Comments 173

Re: Review: SuperStation One - This $210 FPGA PlayStation Puts Sony's PS Classic To Shame

RootsGenoa

@-wc- The idea is that you make a copy before, obviously, 'for archival purposes'. Anyway, the law wasn't designed to allow you to play your games on other systems as well. When you buy a game, you basically buy a license to play that game on a specific system. However it's clear lawmakers didn't know anything about emulation and FPGA. These laws were mostly designed to allow people to copy their personal data, nothing more. So they're obviously full of holes, and until there's a trial going on, there won't be any case-law about it unfortunately.

Re: Review: SuperStation One - This $210 FPGA PlayStation Puts Sony's PS Classic To Shame

RootsGenoa

@Soapy159 I got you the first time, while you apparently didn't read what I said in my last post, in which I replied TO YOU.

Sony would have never asked people to rip their own games for the PS Classic, so the PS Classic (or any official system, if you prefer that word to 'legal' was always at a disadvantage compared to a MISTer. Hence the unfair comparison.

(also, almost nobody will rip their own games when they can download them easily, and also, in the US law at least, you are only allowed to play a copy of a game you owned if the original game doesn't work anymore, so technically, it's still illegal - but nobody cares)

Re: YouTuber Raided For Reviewing Handheld Emulation Consoles Appears To Have Shared ROM Details

RootsGenoa

@ch37x If you had read my exchange with someone else slightly lower, you would know that's what I meant. They're made illegal because they include ROMs on an SD card (which would be quite easy to fix). Any computer can play a ROM, not just phones btw. And of course not all computers are illegal.

My guess is since the police can't reach the companies behind them, they scare content creators so they stop publicizing those handhelds, which in the end can hurt the makers and encourage them to stop bundling them with SD cards full of ROMs. Which would be very easy for them to do...

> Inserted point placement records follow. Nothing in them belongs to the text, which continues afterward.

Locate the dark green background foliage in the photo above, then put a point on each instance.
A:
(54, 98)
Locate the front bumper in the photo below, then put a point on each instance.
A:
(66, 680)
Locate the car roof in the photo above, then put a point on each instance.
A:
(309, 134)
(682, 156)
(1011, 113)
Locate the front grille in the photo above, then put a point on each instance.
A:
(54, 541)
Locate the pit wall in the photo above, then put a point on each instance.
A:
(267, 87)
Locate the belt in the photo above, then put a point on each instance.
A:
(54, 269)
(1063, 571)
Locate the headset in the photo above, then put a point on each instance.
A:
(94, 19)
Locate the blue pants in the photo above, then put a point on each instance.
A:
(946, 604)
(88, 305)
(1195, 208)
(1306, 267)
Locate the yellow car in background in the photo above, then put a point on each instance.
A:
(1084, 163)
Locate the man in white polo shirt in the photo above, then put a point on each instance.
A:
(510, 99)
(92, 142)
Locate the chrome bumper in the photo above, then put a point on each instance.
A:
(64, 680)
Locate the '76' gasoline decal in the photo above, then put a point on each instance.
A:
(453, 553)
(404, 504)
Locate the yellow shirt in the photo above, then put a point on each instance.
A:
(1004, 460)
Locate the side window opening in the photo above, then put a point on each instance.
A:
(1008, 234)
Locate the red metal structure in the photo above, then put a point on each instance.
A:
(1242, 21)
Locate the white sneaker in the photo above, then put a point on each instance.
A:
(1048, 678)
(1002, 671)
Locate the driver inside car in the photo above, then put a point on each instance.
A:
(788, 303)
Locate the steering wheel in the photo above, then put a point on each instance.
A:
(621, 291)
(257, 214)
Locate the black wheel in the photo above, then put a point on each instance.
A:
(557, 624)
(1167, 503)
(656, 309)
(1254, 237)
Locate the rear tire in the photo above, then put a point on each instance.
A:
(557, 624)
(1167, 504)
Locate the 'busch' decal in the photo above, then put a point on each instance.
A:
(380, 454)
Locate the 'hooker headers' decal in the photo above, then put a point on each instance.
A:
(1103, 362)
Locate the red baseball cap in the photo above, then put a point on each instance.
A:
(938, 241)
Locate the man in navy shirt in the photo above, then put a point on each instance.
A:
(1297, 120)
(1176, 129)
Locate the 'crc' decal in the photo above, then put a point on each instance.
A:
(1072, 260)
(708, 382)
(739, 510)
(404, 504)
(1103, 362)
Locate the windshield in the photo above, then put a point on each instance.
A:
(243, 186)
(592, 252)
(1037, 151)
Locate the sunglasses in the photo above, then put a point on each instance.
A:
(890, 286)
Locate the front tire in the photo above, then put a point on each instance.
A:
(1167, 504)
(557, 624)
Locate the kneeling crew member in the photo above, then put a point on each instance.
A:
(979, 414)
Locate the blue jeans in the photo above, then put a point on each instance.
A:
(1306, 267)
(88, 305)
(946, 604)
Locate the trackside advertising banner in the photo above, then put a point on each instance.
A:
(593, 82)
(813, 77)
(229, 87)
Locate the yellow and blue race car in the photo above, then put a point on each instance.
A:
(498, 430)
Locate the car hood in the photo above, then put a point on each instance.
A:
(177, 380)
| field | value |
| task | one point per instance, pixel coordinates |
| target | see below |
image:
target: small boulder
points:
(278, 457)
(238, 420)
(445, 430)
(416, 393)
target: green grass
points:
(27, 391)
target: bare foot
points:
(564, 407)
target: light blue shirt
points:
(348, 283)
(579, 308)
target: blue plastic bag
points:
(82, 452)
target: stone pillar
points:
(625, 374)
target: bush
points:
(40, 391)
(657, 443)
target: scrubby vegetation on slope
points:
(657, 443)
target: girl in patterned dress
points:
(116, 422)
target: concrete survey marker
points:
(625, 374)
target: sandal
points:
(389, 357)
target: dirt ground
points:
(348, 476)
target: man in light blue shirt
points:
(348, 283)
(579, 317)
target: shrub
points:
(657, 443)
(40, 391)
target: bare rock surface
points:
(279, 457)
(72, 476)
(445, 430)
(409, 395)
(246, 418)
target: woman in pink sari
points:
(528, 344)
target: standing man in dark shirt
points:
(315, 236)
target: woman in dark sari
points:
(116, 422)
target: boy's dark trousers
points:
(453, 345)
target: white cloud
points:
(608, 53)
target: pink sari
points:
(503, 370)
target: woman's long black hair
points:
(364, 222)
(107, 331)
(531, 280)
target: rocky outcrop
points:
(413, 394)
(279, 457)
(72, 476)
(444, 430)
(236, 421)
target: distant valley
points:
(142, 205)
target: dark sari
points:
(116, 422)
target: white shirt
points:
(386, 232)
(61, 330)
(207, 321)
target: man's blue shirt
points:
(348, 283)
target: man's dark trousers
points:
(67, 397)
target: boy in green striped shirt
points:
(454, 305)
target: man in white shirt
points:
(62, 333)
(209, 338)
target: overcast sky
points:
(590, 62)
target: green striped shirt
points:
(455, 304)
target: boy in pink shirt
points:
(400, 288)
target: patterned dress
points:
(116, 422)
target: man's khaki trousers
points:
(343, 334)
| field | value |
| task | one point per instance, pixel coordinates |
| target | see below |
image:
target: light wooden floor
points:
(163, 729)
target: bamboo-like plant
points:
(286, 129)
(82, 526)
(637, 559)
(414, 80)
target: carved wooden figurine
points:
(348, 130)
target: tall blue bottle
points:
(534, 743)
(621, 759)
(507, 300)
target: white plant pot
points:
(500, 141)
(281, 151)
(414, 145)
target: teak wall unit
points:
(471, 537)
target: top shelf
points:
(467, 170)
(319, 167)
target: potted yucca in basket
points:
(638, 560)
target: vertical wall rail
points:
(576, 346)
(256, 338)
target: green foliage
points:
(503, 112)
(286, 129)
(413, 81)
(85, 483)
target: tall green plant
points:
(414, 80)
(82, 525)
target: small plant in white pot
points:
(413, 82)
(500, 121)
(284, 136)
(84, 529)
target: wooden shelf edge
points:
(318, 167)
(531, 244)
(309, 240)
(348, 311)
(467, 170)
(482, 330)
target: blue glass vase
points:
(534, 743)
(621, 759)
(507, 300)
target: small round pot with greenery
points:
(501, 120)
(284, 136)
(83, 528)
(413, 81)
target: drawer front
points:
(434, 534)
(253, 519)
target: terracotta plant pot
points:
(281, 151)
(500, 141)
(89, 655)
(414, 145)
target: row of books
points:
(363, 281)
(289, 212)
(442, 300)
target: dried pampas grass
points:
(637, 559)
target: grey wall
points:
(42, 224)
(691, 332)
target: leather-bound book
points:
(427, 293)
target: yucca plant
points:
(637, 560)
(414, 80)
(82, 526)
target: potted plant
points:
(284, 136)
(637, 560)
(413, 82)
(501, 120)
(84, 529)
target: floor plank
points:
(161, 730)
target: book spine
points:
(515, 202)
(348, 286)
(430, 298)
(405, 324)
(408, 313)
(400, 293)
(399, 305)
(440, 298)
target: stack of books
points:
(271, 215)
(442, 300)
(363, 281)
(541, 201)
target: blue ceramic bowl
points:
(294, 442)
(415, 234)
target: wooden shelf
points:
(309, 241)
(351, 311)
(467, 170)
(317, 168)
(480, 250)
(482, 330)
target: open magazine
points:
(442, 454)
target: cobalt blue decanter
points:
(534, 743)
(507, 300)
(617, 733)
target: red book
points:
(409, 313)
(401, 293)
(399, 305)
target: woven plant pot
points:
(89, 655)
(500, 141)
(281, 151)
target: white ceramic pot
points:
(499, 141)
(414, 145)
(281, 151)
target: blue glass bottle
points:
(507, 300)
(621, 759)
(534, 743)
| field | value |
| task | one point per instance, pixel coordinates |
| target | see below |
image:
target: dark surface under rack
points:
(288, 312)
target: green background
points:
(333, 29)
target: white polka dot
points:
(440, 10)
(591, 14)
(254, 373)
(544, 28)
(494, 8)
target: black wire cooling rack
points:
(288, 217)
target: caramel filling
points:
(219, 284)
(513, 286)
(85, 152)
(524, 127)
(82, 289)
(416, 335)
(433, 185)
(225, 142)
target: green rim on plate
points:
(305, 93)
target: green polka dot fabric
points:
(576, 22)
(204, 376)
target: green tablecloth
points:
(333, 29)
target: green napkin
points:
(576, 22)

Re: "Poorly Analyzed US-Centric Garbage" - Why Do Americans Keep Ignoring European Gaming History?

RootsGenoa

The problem is, to fight that kind of historical inaccuracies, people tend to go the opposition direction, which is not necessarily true either. For instance, the crash didn't happen in Europe, sure, but the US crash had an effect on Europe since Europe didn't have consoles anyway (so it pushed computers even more).
Also I've seen a British YTer claim that the NES was a complete failure in the UK, which is very exaggerated as well, but like in other European countries, it really caught on in 1990 (probably helped by the TMHT game). And btw, the NES wasn't an instant success in the US either. Its launch in 1985 was limited anyway, and from what I gathered it became successful in 1987-1988.